Statue in the U.S. Capitol

Roger Sherman is an 1872 marble sculpture of American Founding Father Roger Sherman by Chauncey Ives, installed in the United States Capitol, in Washington, D.C., as part of the National Statuary Hall Collection. It is one of two statues donated by the state of Connecticut. The sculpture was unveiled by Senator Orris Sanford Ferry of Connecticut on March 8, 1872.

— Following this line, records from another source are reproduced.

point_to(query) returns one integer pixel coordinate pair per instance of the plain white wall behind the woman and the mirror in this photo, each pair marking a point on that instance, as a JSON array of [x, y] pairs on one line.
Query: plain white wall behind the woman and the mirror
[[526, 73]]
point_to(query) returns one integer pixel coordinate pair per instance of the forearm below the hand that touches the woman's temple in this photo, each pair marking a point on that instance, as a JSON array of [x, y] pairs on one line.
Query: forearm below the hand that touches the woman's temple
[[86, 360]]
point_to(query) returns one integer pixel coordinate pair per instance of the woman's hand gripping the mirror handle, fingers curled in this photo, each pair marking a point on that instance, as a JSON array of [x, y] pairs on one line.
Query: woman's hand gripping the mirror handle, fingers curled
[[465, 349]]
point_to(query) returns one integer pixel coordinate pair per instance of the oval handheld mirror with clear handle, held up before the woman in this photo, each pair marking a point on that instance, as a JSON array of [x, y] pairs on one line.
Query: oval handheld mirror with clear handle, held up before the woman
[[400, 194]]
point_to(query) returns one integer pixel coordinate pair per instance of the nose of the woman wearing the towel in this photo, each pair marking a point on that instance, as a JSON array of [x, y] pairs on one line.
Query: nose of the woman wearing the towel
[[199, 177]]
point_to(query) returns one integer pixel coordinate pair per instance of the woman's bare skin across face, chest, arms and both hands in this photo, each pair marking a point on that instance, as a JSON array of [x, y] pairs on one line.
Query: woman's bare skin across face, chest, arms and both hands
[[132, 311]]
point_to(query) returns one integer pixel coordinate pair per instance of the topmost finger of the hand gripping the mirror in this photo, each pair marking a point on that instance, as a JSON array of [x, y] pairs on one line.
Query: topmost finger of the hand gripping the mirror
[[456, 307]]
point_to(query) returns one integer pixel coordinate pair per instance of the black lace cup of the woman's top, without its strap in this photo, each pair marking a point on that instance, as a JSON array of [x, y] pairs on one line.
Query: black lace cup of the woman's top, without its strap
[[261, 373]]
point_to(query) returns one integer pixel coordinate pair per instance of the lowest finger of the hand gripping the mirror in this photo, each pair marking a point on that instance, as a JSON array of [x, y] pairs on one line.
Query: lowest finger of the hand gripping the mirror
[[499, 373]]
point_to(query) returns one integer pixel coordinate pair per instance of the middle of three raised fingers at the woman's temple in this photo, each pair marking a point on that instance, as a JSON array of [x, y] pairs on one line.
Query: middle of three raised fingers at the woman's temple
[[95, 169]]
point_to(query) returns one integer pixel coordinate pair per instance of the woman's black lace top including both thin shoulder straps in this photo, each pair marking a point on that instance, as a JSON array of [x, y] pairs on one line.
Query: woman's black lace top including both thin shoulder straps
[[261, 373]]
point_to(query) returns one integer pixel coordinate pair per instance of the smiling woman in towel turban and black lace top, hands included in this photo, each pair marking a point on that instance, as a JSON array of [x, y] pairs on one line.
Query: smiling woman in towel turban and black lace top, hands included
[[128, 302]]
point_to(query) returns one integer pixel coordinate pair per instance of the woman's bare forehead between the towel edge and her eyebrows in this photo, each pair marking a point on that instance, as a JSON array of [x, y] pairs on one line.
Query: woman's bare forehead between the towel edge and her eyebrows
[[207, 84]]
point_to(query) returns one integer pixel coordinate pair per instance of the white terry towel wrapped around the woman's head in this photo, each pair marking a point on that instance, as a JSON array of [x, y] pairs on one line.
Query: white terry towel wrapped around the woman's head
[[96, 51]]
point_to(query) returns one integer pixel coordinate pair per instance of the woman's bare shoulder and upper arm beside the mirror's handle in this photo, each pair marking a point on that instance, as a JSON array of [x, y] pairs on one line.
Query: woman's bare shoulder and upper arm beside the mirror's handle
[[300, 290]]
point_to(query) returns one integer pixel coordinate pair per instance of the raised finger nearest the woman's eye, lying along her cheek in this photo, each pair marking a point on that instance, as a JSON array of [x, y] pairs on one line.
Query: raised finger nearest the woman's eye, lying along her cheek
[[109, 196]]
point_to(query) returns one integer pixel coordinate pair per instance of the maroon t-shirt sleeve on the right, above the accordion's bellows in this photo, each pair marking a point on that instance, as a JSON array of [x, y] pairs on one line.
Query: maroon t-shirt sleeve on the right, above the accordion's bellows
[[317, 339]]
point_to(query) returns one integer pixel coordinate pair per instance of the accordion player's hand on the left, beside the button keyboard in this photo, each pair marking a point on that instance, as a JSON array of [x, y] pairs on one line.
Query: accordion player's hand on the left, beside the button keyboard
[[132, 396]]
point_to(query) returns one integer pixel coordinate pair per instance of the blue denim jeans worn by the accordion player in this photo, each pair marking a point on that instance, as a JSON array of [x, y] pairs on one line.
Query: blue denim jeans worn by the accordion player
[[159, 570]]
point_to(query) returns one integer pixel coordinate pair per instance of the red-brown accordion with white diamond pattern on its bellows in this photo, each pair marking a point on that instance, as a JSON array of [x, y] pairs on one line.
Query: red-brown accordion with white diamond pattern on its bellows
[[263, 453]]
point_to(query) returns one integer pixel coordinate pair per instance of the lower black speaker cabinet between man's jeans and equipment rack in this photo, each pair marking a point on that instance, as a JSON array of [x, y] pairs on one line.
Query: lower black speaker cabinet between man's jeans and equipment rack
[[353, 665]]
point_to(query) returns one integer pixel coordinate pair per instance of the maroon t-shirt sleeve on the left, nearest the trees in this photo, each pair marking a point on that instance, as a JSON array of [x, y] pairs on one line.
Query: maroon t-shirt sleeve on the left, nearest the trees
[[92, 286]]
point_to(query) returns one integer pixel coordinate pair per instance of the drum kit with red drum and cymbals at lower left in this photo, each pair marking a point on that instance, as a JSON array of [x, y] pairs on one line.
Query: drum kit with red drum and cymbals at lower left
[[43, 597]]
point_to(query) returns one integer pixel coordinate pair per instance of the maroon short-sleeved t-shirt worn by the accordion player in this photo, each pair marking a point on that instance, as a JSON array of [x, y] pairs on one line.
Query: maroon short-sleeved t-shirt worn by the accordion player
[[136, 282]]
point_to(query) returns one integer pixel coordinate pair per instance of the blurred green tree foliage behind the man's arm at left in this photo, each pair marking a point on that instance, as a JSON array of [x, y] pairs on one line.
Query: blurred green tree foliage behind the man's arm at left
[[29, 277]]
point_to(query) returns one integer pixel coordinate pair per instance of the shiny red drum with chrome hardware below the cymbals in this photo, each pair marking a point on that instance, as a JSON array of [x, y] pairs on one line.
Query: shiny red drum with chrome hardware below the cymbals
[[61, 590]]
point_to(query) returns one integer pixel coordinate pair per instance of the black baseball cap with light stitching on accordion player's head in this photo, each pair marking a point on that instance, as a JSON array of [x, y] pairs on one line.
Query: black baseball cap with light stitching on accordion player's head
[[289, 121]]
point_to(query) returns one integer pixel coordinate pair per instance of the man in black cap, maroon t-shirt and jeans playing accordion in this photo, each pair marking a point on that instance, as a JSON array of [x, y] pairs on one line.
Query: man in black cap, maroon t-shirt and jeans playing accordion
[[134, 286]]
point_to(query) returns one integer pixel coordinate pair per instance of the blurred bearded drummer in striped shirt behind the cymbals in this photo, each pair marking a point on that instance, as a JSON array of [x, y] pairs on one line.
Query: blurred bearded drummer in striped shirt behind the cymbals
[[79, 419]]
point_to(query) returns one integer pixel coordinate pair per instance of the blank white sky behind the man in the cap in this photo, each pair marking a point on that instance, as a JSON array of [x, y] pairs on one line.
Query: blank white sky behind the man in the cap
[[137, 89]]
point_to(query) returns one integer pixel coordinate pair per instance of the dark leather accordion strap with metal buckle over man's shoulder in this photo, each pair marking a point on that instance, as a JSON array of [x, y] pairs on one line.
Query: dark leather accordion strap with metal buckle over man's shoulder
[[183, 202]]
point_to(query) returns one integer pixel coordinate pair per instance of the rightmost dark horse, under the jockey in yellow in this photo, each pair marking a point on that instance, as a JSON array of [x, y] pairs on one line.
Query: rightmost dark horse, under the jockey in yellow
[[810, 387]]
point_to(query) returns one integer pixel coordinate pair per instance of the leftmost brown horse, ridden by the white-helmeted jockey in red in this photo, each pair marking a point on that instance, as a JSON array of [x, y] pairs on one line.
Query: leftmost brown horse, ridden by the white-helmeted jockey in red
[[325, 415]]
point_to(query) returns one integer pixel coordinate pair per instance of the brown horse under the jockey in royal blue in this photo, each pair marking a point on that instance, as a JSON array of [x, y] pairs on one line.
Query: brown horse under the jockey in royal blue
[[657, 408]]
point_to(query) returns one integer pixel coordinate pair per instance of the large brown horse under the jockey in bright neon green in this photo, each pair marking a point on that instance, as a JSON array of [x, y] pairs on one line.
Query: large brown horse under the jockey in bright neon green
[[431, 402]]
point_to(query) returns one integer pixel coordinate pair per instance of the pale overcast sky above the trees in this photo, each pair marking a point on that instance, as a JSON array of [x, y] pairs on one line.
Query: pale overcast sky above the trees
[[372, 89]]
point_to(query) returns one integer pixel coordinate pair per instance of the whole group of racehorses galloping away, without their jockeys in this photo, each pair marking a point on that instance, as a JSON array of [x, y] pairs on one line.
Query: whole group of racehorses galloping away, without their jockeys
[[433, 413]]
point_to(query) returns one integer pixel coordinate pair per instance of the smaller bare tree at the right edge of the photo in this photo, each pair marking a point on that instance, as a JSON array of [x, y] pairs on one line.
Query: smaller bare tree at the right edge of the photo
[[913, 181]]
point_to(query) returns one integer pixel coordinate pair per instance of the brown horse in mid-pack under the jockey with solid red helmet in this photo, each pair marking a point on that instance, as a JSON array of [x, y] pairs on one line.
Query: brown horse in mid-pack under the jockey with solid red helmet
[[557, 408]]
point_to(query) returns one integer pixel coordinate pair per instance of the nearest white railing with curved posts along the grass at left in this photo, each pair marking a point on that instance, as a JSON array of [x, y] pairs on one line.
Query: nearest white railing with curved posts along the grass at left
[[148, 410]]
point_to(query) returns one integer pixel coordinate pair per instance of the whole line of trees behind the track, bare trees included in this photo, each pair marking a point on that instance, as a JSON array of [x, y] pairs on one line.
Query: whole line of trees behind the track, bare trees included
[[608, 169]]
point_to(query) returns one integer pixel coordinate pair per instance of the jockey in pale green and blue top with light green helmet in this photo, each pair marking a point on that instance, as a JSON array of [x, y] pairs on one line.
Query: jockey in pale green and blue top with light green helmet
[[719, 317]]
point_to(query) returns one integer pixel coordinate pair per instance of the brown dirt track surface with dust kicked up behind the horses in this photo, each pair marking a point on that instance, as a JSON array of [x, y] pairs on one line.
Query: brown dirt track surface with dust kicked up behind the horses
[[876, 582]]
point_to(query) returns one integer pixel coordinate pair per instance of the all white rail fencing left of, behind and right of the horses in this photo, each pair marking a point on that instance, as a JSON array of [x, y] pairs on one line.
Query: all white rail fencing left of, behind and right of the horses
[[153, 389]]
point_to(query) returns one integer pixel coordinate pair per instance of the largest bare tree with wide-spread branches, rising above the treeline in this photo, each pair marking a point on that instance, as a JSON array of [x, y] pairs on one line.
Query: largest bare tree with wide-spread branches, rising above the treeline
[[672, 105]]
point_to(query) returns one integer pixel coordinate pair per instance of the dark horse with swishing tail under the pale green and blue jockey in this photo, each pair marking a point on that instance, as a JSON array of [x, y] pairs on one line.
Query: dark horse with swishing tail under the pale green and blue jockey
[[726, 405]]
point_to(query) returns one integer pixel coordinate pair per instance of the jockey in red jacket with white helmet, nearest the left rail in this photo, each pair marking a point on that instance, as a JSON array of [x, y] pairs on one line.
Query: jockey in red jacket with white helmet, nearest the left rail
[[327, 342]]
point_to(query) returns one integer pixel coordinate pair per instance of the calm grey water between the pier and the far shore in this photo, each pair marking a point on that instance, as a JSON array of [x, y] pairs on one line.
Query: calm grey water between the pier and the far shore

The statue is one of two that Ives placed in the collection, the other being Jonathan Trumbull, also representing Ives's native state of Connecticut.

== Reception ==
The sculptor and critic Lorado Taft, in his book The History of American Sculpture, is not kind to either Ives or his creations, writing that"Connecticut, with misplaced loyalty to an aspiring son, gave him the commission for the two figures which represent the state in the National Hall of Statuary. The result may be seen in the two marble images labelled 'Trumbull' and "'Sherman' which were introduced into that very promiscuous gathering in 1872. Description of these curious works would be unprofitable. They fit in nicely with the majority of their companions, but of all the dead men there they seem the most conscious of being dead." The art historian E. Wayne Craven, in the next survey of American sculpture, Sculpture in America, adds that both statues were "represented in colonial attire, and were accordingly turned into costume pieces by the sculptor, who was better at rendering ruffles and buttons than at modeling the male figure."